--- Quote Start ---
Could you tell which document is this? I have read all the documents (getting started, best practices and programming guide), and I dind't find anything related to that. I have found a way to change harware image, but I think that's not the right way (as I far as I understood flashing a new image should be provided the manufacturer), since this is used to update the DMA and PCIe hardware.
--- Quote End ---
Took a bit of searching but I found it, it is in this document (
https://www.altera.com/content/dam/altera-www/global/en_us/pdfs/literature/hb/opencl-sdk/ug_aocl_s5_net_platform.pdf).

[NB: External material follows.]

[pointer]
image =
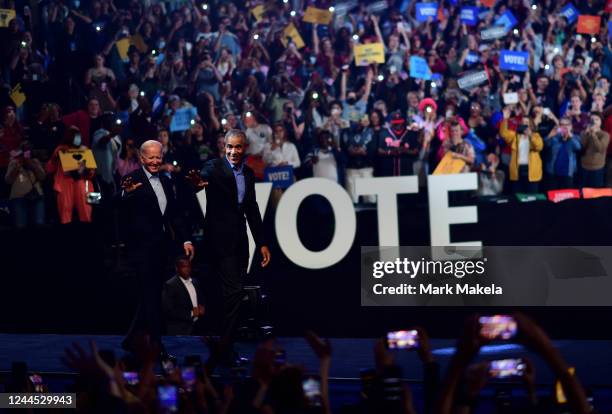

Check section 2.11, Table 2. If you program the FPGA offline using "aocl program *file*.aocx" and then set the "CL_CONTEXT_COMPILER_MODE_ALTERA" environmental variable to 3, this should avoid runtime reconfiguration.
--- Quote Start ---
Could you further explain why this may be not possible?
--- Quote End ---
The fine-grained scheduling that you get on a GPU is not available on an FPGA. Each kernel will have it's own specific circuit on the FPGA and two processes cannot "share" this circuit; best case scenario one process will access the circuit, finish execution, then the second one will start (no parallelism). Worst case scenario this will result in some runtime error. On the other hand, if the processes are accessing different kernels, since each kernel has its own circuit, all processes can run in parallel and the only shared resource will be the DDR memory. If these cases work at all, the latter case will probably be much more likely to work, but you'd never know until you try. If you absolutely need the processes to run the same kernel, you can probably create multiple copies of the same kernel in your cl file but with different names, and call each copy from a different process.
--- Quote Start ---
Rewrite the code is not an option, this software is about 400 thousand lines of code (and very old). So, removing MPI is not an option. In order to use correctly, should I share program and context?
--- Quote End ---
I am not really sure; you could try creating new MPI types for context, queue, program, etc. and create the context and everything on the root node and send them from the root process to other processes, but there is no telling what would happen at run time.